# Ultraviolet (1998) - Uk TV Miniseries



## Tabitha (Jul 19, 2002)

Did anyone else watch this?



> From IMDB:
> Michael Coleman is unwillingly thrust into the nightmarish world of vampires when he discovers a secret government organisation operating undercover within the police when his friend Jack disappears under suspicious circumstances on the eve of his wedding.



http://us.imdb.com/Title?0169501

I didn't see it all, and every now and then I think about picking up the dvd set, but haven't got around to it yet.

It came across as one of the few vampire stories set in modern day that were actually believable.  It was written by Joe Ahern, who also wrote "This Life", and in the scripting you can often tell the similarities.

What did they call the vamps?  Code 5's?


----------



## Annette (Jul 20, 2002)

I watched this. Thought it was quite good. Its been a while since I've seen it tho. Found this for you Tabitha.

http://www.play.com/play247.asp?page=search&adudisc=y

Can't believe there were only 6 episodes. 


annette


----------



## Tabitha (Jul 21, 2002)

> _Originally posted by Annette _
> *
> Can't believe there were only 6 episodes.
> *


No way!  I thought there were 12 or something!  I want to watch it again even more, but not sure if I want to fork out for only 6 eps!

Jack Davenport was very good as I remember, same with the scientist chicky and his black partner dude.  I remember hearing rumblings that they were going to remake it in America, but don't know if it happened or not.


----------



## DarkCity545 (Jul 23, 2002)

I  thought it only came out as a small mini series for tv which was only 6 epis.
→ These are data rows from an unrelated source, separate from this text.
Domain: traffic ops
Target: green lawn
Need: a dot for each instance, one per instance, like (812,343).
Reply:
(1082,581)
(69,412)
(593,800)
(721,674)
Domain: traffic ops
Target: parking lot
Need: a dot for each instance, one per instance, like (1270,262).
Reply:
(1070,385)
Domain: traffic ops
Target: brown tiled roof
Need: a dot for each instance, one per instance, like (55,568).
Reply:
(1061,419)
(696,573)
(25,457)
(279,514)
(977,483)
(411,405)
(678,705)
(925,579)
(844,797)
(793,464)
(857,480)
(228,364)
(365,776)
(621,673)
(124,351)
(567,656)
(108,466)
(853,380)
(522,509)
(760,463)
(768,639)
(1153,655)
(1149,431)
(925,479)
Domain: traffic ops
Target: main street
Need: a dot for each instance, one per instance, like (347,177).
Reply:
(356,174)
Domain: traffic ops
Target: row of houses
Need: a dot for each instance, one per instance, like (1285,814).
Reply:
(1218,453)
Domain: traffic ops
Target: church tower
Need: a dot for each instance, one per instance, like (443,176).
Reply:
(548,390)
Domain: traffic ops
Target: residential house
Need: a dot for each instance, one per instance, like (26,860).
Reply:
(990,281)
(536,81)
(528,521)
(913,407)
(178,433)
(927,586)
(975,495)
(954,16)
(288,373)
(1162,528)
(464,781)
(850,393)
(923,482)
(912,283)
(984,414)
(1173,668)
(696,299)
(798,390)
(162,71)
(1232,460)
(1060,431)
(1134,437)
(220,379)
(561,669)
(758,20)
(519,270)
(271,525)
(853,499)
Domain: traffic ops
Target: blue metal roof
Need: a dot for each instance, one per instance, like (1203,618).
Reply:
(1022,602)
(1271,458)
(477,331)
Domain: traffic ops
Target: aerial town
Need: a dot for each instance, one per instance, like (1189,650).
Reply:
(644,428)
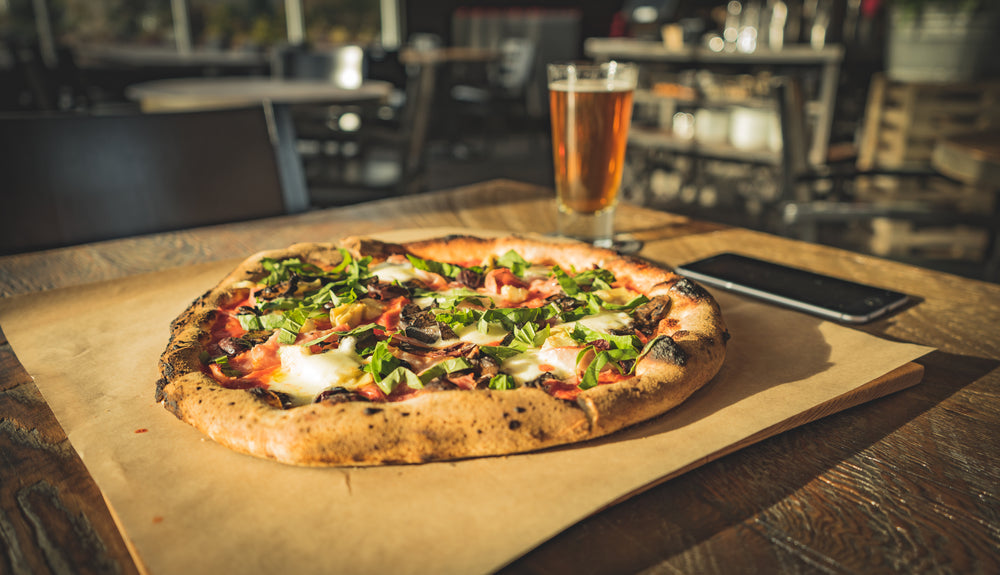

I have them on tape.


----------



## Tabitha (Jul 23, 2002)

I remember the SciFi channel advertising all the time that they had picked it up, but I never managed to see it again.

It was good - felt realistic, and the whole idea of vampires being susceptible to the Ultraviolet light in sunlight was a great idea.


----------



## Brit Chick (Aug 5, 2002)

They repeated this on the Sci-Fi channel and the re-run just ended two weeks ago.  

I really enjoyed it - the whole vampires living 'normal' lives amongst us 'happy meals with legs' (sorry, couldn't resist the Spike quote there) 

They took the idea that vamps have no reflection a step further with those screens attached to their guns so they could look through them at a group of people and the ones they couldn't 'see' were the vamps.   

The idea was that the vamp bites healed so quickly that the markes could only be seen under the ultraviolet light - plus of course that UV burned them up as well.   Mind you, when the were killed they didn't just go up in a puff of dust as in BTVS it was a serious blood & guts burning mess - very unpleasant for those around - little Buffy would be forever changing her outfit in this show !!

If you haven't seen it, its well worth a look


----------